Jean Gutenberg et la Bible de Pelplin

Jean Gutenberg et la Bible de Pelplin

     Qu’est ce qui relie Jean Gutenberg considéré comme le père des livres imprimés et Pelplin? Eh bien parmi les 180 exemplaires publiés et les 48 subsistants, une copie de la célèbre Bible en deux tomes de Gutenberg, se trouve au séminaire de la bibliothèque de Pelplin.
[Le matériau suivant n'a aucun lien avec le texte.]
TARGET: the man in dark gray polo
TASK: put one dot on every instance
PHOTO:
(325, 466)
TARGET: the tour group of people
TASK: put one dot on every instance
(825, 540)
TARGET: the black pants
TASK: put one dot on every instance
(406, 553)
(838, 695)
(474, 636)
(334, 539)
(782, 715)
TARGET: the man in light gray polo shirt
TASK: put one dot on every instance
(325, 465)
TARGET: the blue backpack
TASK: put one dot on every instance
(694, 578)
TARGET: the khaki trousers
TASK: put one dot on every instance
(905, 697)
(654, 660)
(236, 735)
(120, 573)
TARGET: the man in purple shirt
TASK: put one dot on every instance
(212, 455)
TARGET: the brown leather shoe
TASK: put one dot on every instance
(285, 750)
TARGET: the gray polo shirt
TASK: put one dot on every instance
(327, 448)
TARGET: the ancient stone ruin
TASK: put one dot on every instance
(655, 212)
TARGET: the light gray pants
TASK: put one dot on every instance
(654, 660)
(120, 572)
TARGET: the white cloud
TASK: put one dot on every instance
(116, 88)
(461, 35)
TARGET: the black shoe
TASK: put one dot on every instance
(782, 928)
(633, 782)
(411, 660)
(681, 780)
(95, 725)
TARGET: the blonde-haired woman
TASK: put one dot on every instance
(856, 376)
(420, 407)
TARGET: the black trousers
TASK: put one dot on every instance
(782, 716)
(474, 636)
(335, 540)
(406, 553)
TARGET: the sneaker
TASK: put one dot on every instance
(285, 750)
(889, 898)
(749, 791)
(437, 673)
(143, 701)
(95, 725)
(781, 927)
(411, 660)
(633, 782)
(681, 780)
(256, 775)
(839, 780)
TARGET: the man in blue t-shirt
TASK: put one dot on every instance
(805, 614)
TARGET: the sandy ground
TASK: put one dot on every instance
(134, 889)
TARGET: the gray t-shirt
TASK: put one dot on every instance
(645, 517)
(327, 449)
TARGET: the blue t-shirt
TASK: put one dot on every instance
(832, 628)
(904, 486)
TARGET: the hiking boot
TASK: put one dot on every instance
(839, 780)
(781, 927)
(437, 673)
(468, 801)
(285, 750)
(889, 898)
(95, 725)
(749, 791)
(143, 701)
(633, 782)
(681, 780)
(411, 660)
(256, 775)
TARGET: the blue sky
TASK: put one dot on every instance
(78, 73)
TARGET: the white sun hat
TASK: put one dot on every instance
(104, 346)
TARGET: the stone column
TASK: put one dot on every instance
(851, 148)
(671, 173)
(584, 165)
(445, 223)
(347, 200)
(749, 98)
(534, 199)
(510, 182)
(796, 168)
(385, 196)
Bien que Gutenberg n'ai pas inventé l'imprimerie, il fut l'inventeur de l'imprimerie à caractères mobiles, qui a révolutionné la culture européenne. En effet, c'était le premier homme qui a utilisé cette invention de manière à modifier totalement la disponibilité et le prix des livres. Il peut donc être considéré comme le premier éditeur au monde. Son ouvrage-phare, bien que ce ne soit pas le premier ouvrage de cette révolution culturelle, fut la Bible imprimée par Gutenberg au milieu du XVe siècle. Il imprimait sa Bible imprimée en deux versions avec des prix différents : l'une plus cher sur du parchemin, et l'autre moins chère sur du papier. La copie de Pelplin appartient à cette deuxième catégorie, ce qui n'enlève rien son caractère unique et à son statut de «merle blanc». Il n'a pas encore été établi, qui a financé l'achat d'un livre si cher. On sait qu'il appartenait au monastère des Bernardins de Lubawa, et de là, après la dissolution de l'Ordre au début du XIXe siècle, à la bibliothèque du séminaire de Pelplin. Il y est resté de longues années, catalogué et dénommé avec erreur dans les répertoires de la bibliothèque, pour n'être découvert que trois ans avant la fin du siècle par le spécialiste de livres anciens de Königsberg, Paul Schwenke.

Quand, après la Première Guerre mondiale, la Pologne libre apparu de nouveau sur la carte de l'Europe, et que Pelplin se trouva à l'intérieur de ses frontières, il s'en ai fallu de peu pour que le précieux livre ne soit vendu à l'étranger. Bien sûr des acquéreurs potentiels étaient vivement intéressés par cet achat, et les autorités ecclésiastiques ont pendant une longue période hésité entre la tentation de sauvetage de leur budget, et la pression du public, exigeant que l'œuvre reste dans le pays.

Mais la véritable aventure de la Bible de Gutenberg de Pelplin date de la Seconde Guerre mondiale. C'est alors que dans des circonstances dignes d'un scénario de film de guerre, elle a été emportée par les Allemands après l'attaque de la Pologne, à Paris, puis s'est retrouvée en Angleterre, et finalement au Canada. Elle est revenue à Pelplin après 20 années d'errance de par le monde et constitue aujourd'hui la fierté du musée diocésain.

La Bible de Gutenberg est une des pierres angulaires de la civilisation européenne et mondiale. Chacun devrait voir l'un des 48 exemplaires existants. A Pelplin, en plus de pouvoir le voir, vous pourrez également écouter des histoires fascinantes sur la façon dont le livre, tel un homme traqué, a parcouru la moitié du monde et comment finalement il est revenu dans son lieu d'origine.